ORANGE COUNTY, Fla. — Plans for a permanent Pulse memorial now has the financial backing from the City of Orlando and Orange County. County commissioners voted unanimously to give the city $5 million for the project.

The whole reason why the city and the county are at this point now is because onePULSE Foundation failed to build this permanent memorial in the first place despite receiving tens of millions of dollars.

The consensus in the room is that this memorial is unfinished business, and they need to get this done for the community.

“Hearing those words, motion passed, that’s it. I could breathe again,” said Nancy Rosado, Pulse Memorial Committee member.

The memorial will stand at the site of the tragedy. It will include an ellipse held up by 49 columns representing the 49 lives lost, a reflection pond where the club’s dancefloor once was, a healing garden and a survivors’ tribute wall.

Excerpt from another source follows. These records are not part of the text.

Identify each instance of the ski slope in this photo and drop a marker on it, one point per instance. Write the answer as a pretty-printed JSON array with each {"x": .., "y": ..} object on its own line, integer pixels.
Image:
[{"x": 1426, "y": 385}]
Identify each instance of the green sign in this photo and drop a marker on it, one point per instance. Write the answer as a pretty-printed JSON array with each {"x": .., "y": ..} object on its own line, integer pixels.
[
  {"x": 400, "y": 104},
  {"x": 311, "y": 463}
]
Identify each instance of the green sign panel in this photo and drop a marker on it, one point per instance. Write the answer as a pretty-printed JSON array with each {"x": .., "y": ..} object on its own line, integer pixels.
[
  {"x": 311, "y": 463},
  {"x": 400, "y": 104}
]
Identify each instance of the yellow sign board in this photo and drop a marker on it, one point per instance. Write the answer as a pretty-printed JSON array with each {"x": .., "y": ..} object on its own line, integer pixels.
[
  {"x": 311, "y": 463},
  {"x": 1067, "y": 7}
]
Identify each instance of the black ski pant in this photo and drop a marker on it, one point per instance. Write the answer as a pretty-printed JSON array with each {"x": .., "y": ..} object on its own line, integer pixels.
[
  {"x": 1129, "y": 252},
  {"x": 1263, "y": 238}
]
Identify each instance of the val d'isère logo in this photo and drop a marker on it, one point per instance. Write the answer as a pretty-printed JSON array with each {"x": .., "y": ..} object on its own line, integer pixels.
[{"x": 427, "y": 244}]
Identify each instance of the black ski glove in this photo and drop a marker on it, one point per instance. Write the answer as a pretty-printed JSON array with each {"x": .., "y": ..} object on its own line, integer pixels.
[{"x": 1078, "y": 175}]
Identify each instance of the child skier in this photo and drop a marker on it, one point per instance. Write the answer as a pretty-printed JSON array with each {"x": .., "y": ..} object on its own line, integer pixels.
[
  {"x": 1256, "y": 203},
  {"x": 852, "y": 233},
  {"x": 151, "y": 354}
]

“I see this as a moment where we can now kind of get past this little hump in the road and it hasn’t been little,” Rosado said.

Next Thursday will mark the 9th anniversary of the mass shooting.

Many county commissioners couldn’t help but to think of why Orange County is having to finance this city project in the first place.

“All dollars are missing now, and no one knows where they are. It seems no one takes accountability. People are left with a massive heartache,” said Commissioner Kelly Semrad, who represents Orange County District 5.

Heather Fagan, Orlando Mayor Buddy Dyer’s Chief of Staff, says now that the city is leading the project, the process is public, and they are ensuring it’s transparent.

onePULSE Foundation received more than $20 million between grants, tax dollars and donations but never built a permanent memorial.

“It’s not illegal to run a nonprofit in the ground, maybe it should be,” said Orlando Commissioner Patty Sheehan.

The city says they don’t have the authority to audit onePULSE Foundation.

“We have asked. I said repeatedly, hey, why doesn’t the state audit them? I think it’s political,” Sheehan said.

“You think that the state should investigate onePULSE?,” Webb said.

“I think they should, yes. I wish they would.,” Sheehan said.

Comptroller Phil Diamond tells me the county couldn’t audit onePULSE Foundation because the nonprofit didn’t give the county their records.

Diamond says whatever agency investigates, it should be one that can “force” the Foundation to turn over those records.